My son Alex is in his last year at his Elementary school, and next year goes on to the grade 8-12 high school. Topped off with a grad party, it's been a year of big changes, physically and emotionally. We've seen new friendships develop and past friendships fade and interests grow and ebb (next time you see me, ask me about his 3x3 cube fascination).
He's had great teachers and not so great teachers over the years, but this was the first year I felt compelled to put forth name for a provincial teaching award. And while she wasn't chosen as a finalist, she deserves to be recognized.
I'd like to share my nomination letter here (shortened and simplified for the blog), As a thank-you to Darcie for what she did for Alex, and as a reminder for all those amazing teachers out there that what they do matters.
Every morning my 13 year old son Alex drags himself out of bed, not feeling excited about school or about learning. He grumbles his way through morning breakfast conversations and sighs as he packs his bag.
It’s a big change from his early elementary years where he loved going to school, seeing his friends, learning from his teachers. He’s the kind of child who has always excelled in school, coming out ahead particularly in maths and sciences.
As the years have gone on, he is more often finding himself bored, feeling unchallenged and unmotivated. These days blend one into another, and most end with a curt “Fine” response to my “How was your day?” Except on days when he gets to have some time with Madame Darcie Zibin.
Last fall she bought a 3D printer for the school’s new and growing maker space. A space spearheaded by Darcie, and much loved and appreciated by all 450 of our students (and their teachers!)
Alex was first in line when the printer arrived and that day marks a huge turning point in his technology interest. He helped assemble it, he helped learn the coding to make it work, he gave up his recess and after school time to sit with the adult tech helper to do trouble shooting, and only a few weeks later bought his very own 3D printer for at home.
He then focussed attention to his personal 3D printer and began his own entrepreneurial enterprise of collaborating with the design team at the company I work for and printed some promotional items for a Sales Trip.

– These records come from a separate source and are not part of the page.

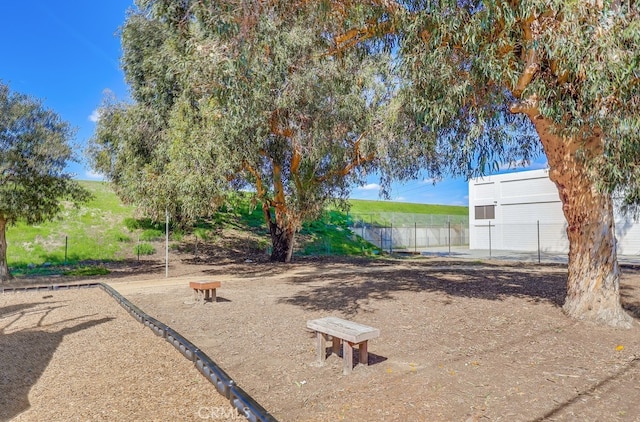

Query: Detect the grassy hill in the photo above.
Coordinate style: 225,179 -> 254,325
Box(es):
349,199 -> 469,215
7,181 -> 468,274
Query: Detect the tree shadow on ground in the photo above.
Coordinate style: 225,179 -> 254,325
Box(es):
280,266 -> 567,315
0,314 -> 114,420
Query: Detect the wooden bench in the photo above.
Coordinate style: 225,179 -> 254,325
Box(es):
307,317 -> 380,375
189,281 -> 220,303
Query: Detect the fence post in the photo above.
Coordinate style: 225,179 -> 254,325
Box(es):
164,208 -> 169,277
447,220 -> 451,256
489,221 -> 491,258
538,220 -> 540,264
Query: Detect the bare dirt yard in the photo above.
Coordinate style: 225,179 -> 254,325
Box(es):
0,252 -> 640,421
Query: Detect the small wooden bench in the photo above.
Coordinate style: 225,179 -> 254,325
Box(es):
189,281 -> 220,303
307,317 -> 380,375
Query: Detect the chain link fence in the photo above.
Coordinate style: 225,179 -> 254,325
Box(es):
350,212 -> 469,253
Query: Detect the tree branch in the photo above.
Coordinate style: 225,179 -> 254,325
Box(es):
512,15 -> 540,98
316,133 -> 376,182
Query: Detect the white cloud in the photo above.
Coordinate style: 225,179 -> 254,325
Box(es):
357,183 -> 380,190
84,170 -> 104,180
89,109 -> 100,123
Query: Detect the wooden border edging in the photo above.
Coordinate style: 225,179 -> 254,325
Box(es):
0,283 -> 277,422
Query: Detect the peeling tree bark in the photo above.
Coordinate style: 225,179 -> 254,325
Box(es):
262,203 -> 296,262
527,113 -> 633,328
0,216 -> 13,283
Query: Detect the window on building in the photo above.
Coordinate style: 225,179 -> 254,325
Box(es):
475,205 -> 496,220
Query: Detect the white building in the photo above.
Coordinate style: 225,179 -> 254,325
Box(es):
469,170 -> 640,255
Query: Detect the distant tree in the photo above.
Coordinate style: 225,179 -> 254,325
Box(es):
396,0 -> 640,327
0,83 -> 90,282
92,0 -> 391,261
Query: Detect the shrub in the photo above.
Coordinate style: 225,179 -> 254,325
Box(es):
116,233 -> 131,243
140,229 -> 164,242
64,266 -> 109,277
133,242 -> 156,255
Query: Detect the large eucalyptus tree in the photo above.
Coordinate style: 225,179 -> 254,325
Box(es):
92,0 -> 392,261
398,0 -> 640,327
0,83 -> 90,283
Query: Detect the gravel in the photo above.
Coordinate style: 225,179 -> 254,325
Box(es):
0,288 -> 235,421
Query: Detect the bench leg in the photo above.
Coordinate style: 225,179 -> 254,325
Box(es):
331,336 -> 340,356
358,341 -> 369,365
204,289 -> 216,302
316,331 -> 327,364
342,340 -> 353,375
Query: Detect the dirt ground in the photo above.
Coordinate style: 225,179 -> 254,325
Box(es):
0,252 -> 640,421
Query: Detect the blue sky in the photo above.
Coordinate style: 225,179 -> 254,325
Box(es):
0,0 -> 545,205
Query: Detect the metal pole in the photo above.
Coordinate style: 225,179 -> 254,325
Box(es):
489,221 -> 491,258
164,208 -> 169,278
538,220 -> 540,264
447,220 -> 451,256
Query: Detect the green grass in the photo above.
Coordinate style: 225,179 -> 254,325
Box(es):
7,181 -> 468,275
7,181 -> 133,268
349,199 -> 469,227
349,199 -> 469,215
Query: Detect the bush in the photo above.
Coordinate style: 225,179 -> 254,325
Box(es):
140,229 -> 164,242
116,233 -> 131,243
64,266 -> 109,277
133,242 -> 156,255
193,227 -> 211,242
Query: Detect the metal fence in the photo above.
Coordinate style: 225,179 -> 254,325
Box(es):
350,213 -> 469,253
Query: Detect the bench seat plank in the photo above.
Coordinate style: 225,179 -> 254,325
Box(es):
189,281 -> 220,290
307,317 -> 380,343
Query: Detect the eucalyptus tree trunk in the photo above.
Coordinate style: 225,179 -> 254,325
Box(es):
0,216 -> 12,283
262,204 -> 296,262
270,224 -> 294,262
532,116 -> 633,328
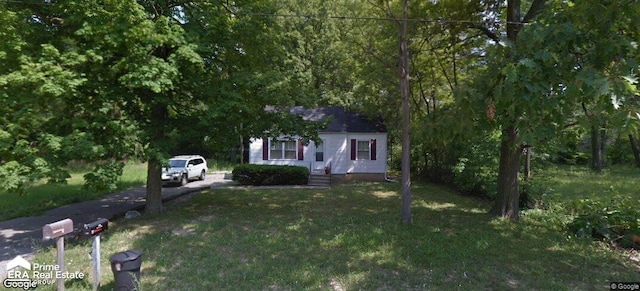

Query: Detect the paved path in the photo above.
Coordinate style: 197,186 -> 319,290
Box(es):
0,173 -> 231,281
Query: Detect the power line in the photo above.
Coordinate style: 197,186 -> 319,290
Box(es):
234,13 -> 527,25
0,0 -> 527,25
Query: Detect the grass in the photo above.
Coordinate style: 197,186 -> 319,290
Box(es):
35,183 -> 640,290
0,163 -> 147,221
0,160 -> 234,221
542,165 -> 640,202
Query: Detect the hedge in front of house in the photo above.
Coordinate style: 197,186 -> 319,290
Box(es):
232,165 -> 309,186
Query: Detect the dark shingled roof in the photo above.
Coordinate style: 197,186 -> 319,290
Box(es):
290,106 -> 387,133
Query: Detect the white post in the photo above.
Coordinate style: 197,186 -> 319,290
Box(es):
56,236 -> 65,291
91,234 -> 100,290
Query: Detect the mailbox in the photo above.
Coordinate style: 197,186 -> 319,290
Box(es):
83,218 -> 109,236
42,218 -> 73,240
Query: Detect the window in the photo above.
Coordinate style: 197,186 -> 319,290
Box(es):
356,140 -> 370,160
316,143 -> 324,162
269,139 -> 298,160
351,139 -> 377,161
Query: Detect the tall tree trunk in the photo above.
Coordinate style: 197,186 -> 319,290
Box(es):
144,158 -> 163,214
145,103 -> 169,214
489,126 -> 523,220
629,134 -> 640,168
524,146 -> 531,181
489,0 -> 522,220
398,0 -> 413,223
591,125 -> 603,172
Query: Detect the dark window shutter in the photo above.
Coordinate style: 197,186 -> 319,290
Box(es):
262,137 -> 269,161
351,139 -> 357,161
298,139 -> 304,161
371,138 -> 377,161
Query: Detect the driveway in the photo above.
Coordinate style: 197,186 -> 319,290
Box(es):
0,173 -> 232,281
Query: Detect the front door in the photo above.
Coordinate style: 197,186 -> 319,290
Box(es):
313,140 -> 325,173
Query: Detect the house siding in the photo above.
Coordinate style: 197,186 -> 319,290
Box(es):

He learned to keep track of his materials and his time, then generated an invoice where he was ultimately paid for the work he did. He also designed in Sketchup some tools for his dad’s colleagues, earning him more income. The pieces he has printed, designed, and charged for, have since paid for that first 3D printer purchase.
My son aside, Darcie also hosts self directed project time during some recesses and lunches, where kids explore projects of interest to them, which includes things like sewing and crafting, but also has grown to encompass robot building, 3D modelling, and other tech options.
Her twitter account highlights some of the journeys she is taking as a #lifelonglearner. She admits her fear of all she doesn’t know but drives herself forward to meet it head on and tackle the problems, and ultimately solve them. A book lover at heart, she has grown to appreciate, embrace, and challenge herself to include tech in her school days and so is an inspiration to the kids about how they will never stop learning, even as adults.
There are many teachers in our province I’m sure who use tech and innovation in their schools, but I’m confident Darcie pushes herself harder and with more commitment to learning than others. While I am thrilled my son is growing up and moving onto high school next year, I am disappointed he will no longer have her presence in his daily school life.
Even so, I know she will follow his journey with his 3D printers (yes, he now has two) and cheer him on, because she is the kind of teacher who doesn’t stop caring when the child leaves her room. She is truly incredible and deserves this nomination, this award, and so much more.